I’m still attracted to the idea of objective measurements of teaching performance.* But I’m wary of what appear to be some pretty big limitations in current implementations.
It’s interesting reading the teacher comments on the LA Times’ teacher value added database, because many teachers appear to have a similar view – conceptually supportive, but wary of caveats and cognizant of many data problems. (Interestingly, the LAT ratings seem to have higher year-on-year and cross subject rating reliability, much more like I would expect a useful metric to behave. I can only browse incrementally though, so seeing the full dataset rather than individual samples might reveal otherwise.)

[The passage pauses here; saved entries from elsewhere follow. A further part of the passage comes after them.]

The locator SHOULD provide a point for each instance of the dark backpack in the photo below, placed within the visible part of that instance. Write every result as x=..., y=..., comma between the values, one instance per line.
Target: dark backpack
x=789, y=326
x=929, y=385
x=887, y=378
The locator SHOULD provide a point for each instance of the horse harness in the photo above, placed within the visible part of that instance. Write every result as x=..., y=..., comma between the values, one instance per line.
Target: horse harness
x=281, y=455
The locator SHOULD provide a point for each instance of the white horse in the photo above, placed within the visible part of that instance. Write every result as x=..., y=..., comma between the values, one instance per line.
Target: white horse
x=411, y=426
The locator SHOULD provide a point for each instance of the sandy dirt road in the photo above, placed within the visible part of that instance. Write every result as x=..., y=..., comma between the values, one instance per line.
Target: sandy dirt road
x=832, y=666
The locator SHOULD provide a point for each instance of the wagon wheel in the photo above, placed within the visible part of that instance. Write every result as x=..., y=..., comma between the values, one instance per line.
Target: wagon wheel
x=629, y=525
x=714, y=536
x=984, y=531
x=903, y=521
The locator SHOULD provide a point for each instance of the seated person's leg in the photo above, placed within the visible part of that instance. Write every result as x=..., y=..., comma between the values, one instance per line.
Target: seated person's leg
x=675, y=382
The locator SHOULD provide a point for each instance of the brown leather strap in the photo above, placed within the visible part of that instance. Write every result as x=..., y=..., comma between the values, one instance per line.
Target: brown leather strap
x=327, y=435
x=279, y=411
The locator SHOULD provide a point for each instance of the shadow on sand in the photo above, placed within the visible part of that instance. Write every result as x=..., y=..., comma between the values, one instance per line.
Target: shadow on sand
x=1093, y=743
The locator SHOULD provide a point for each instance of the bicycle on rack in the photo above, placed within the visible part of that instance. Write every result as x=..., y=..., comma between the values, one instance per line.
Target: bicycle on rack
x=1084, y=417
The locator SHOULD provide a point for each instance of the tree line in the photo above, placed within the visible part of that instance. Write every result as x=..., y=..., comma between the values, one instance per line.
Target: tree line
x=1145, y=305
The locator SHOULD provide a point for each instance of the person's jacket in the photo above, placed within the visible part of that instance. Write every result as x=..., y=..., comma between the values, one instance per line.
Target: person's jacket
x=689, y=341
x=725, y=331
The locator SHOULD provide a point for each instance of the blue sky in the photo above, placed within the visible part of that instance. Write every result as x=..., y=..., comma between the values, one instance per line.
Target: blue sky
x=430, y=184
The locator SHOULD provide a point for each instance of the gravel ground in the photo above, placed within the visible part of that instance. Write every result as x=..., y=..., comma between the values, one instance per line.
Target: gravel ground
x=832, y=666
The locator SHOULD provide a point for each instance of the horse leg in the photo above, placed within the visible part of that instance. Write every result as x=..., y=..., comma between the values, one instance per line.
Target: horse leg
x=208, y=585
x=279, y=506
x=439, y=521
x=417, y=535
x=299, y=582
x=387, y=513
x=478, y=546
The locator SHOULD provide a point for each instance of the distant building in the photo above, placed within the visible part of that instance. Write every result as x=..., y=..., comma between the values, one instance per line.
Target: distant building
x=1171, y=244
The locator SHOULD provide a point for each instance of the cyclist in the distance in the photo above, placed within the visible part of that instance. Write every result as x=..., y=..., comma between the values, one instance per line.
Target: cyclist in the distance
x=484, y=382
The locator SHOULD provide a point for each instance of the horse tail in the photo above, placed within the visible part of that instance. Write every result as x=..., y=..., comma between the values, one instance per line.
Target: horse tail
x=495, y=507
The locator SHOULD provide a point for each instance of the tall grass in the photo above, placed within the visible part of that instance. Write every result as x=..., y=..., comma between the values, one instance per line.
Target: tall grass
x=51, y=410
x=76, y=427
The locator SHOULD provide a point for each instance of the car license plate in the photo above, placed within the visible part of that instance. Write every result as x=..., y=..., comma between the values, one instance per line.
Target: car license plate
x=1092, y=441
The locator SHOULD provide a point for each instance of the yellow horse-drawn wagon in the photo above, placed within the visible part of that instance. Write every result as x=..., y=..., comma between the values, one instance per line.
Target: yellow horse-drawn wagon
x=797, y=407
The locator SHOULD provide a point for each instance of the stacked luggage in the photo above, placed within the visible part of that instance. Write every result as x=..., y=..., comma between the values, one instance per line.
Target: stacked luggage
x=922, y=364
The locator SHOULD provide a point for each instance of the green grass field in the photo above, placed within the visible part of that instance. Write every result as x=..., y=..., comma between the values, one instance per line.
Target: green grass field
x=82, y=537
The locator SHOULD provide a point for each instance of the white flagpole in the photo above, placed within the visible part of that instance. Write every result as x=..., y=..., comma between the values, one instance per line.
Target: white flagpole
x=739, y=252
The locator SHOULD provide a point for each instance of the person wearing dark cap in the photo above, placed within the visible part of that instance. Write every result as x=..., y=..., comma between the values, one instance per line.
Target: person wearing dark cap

My takeaways on the value added measurements:
- Within reason, high measurement error by itself is not an obstacle to getting some performance benefit from value added rankings.
- From released data, I can’t satisfy myself that the NYC value added methods have measurement error “within reason.”
- High measurement error is rough on individual teachers.
- This makes current use of VAM for tenure decisions suspect.
- It makes it hard for teachers to learn from their better-performing peers, because identification of high performers becomes somewhat random.
- Feedback effects severely limit the potential for widespread use of VAM to improve education performance across the board.
I think the bigger issues have more to do with the content of the value added measurements rather than their precision. There’s nothing mysterious about what teacher value added measures. It’s very explicitly the teacher-level contribution to year-on-year improvement in student standardized test scores. Any particular measurement might contain noise and bias, but if you could get rid of those, there are still some drawbacks to the metric.
- Testing typically emphasizes only math and English, maybe science, and not art, music, and a long list of other things. This is broadly counterproductive for life, but also even narrowly for learning math and English, because you need some real-world subject matter in order to have interesting problems to solve and things to write about.
- Life is a team sport. Teaching is, or should be, too. (If you doubt this, watch a few episodes of a reality show like American Chopper and ponder whether performance would be more enhanced by better algebra skills, or better cooperation, communication and project management skills. Then ponder whether building choppers is much different from larger enterprises, like the Chunnel.) We should be thinking about performance accordingly.
- A focus at the student and teacher level ignores the fact that school system-level dynamics are most likely the biggest opportunity for improvement.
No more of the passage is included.